Em resposta a uma solicitação de 12 de Fevereiro de 2014, referente ao assunto supracitado, a Direcção do Colégio da Especialidade de Ginecologia/Obstetrícia transcreve o parecer elaborado pelo Senhor Prof. Doutor Sousa Barros, com o qual esta Direcção concorda e que assume como seu:
“Não existem evidências científicas que validem a segurança e a eficiência deste tipo de procedimento, particularmente, no que diz respeito ao recém-nascido. De facto, embora uma análise da literatura científica sobre nascimentos subaquáticas identifique alguns estudos positivos, a falta de controlos científicos adequados, um número significativo de mortes e de doenças infantis não permitem recomendar e apoiar os partos na água. Não há nenhuma evidência convincente de benefício para o recém-nascido, mas alguma preocupação de dano grave. Portanto, o trabalho de parto e/ou o nascimento subaquático devem ser considerados procedimentos experimentais, que não devem ser realizados, excepto dentro do contexto de ensaios clínicos, adequadamente concebidos e após o consentimento informado das parturientes.
As apaixonadas alegações a favor do parto/nascimento na água carecem de fundamento, sendo baseadas em evidências anedóticas, sem ensaios clínicos randomizados que permitam uma avaliação baseada em evidências sobre a segurança e os benefícios dos nascimentos em meio aquático.
A introdução de qualquer procedimento clínico num serviço de acção médica pressupõe que o responsável por essa implementação, assegurou uma cobertura em recursos humanos capaz de garantir assistência sem quebras de continuidade até os procedimentos estarem concluídos. Assim, o responsável pela introdução do procedimento clínico num serviço deve ter em consideração o disposto no artigo 3º. do Código Deontológico destinado a médicos:
(Independência dos médicos)
- O médico, no exercício da sua profissão, é técnica e deontologicamente independente e responsável pelos seus actos.
Acresce, ainda, que, segundo a nossa interpretação do número 3 do referido artigo 3º., apesar da existência de hierarquias técnicas institucionais, legal ou contratualmente estabelecidas, em nenhum caso, um médico pode ser constrangido a praticar actos médicos contra sua vontade, sem prejuízo do disposto no artigo 7º. e 41º., número 1. Por outro lado, o Artigo 33º. (Condições de exercício) refere que:
- O médico deve exercer a sua profissão em condições que não prejudiquem a qualidade dos seus serviços e a especificidade da sua acção, não aceitando situações de interferência externa que lhe cerceiem a liberdade de fazer juízos clínicos e éticos e de actuar em conformidade com as leges artis.
Ora, o parto em meio aquático não está incluído como um procedimento que esteja de acordo com as leges artis médicas, não se encontrando referido na maioria dos tratados de obstetrícia ou de medicina materno fetal recomendados na formação médica.
Ainda o Artigo 34ª. (Responsabilidade) refere que:
- O médico é responsável pelos seus actos e pelos praticados por profissionais sob a sua orientação, desde que estes não se afastem das suas instruções, nem excedam os limites da sua competência.

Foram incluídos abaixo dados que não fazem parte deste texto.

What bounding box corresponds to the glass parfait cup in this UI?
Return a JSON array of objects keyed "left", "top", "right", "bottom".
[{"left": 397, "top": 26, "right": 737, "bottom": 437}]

- Nas equipas multidisciplinares, a responsabilidade de cada médico deve ser apreciada individualmente.
Assim, como atribuir responsabilidade a um médico pela execução de um procedimento que não iniciou e com o qual não concorda? Essa responsabilidade teria de ser transferida para o responsável do serviço.
Mesmo tendo em consideração o Artigo 38°. (Objecção técnica) – A recusa de subordinação a ordens técnicas oriundas de hierarquias institucionais, legal ou contratualmente estabelecidas, ou a normas de orientação adoptadas institucionalmente, só pode ser usada quando o médico se sentir constrangido a praticar ou deixar de praticar actos médicos, contra a sua opinião técnica, devendo, nesse caso, justificar-se de forma clara e por escrito.
Do exposto, pode concluir-se que o médico tem toda a legitimidade para recusar a realização de procedimentos com os quais não concorda. Em nossa opinião deverá, antecipadamente manifestá-lo por escrito, declarando que não aceitará a transferência de responsabilidade de qualquer parturiente que se encontre nas condições referidas. Caberá sempre a quem iniciou o procedimento, terminá-lo ou providenciar a sua substituição por quem esteja de acordo com o procedimento. Em circunstância alguma a parturiente pode ser abandonada, caso o procedimento esteja em curso.
Numa equipa em que nenhum médico esteja de acordo com o procedimento, o mesmo significa que esse procedimento não está disponível, não devendo ser oferecido às parturientes.
Conclusão:
O Colégio da Especialidade de Obstetrícia e Ginecologia da Ordem dos Médicos não recomenda o trabalho de parto e/ou o nascimento em meio subaquático.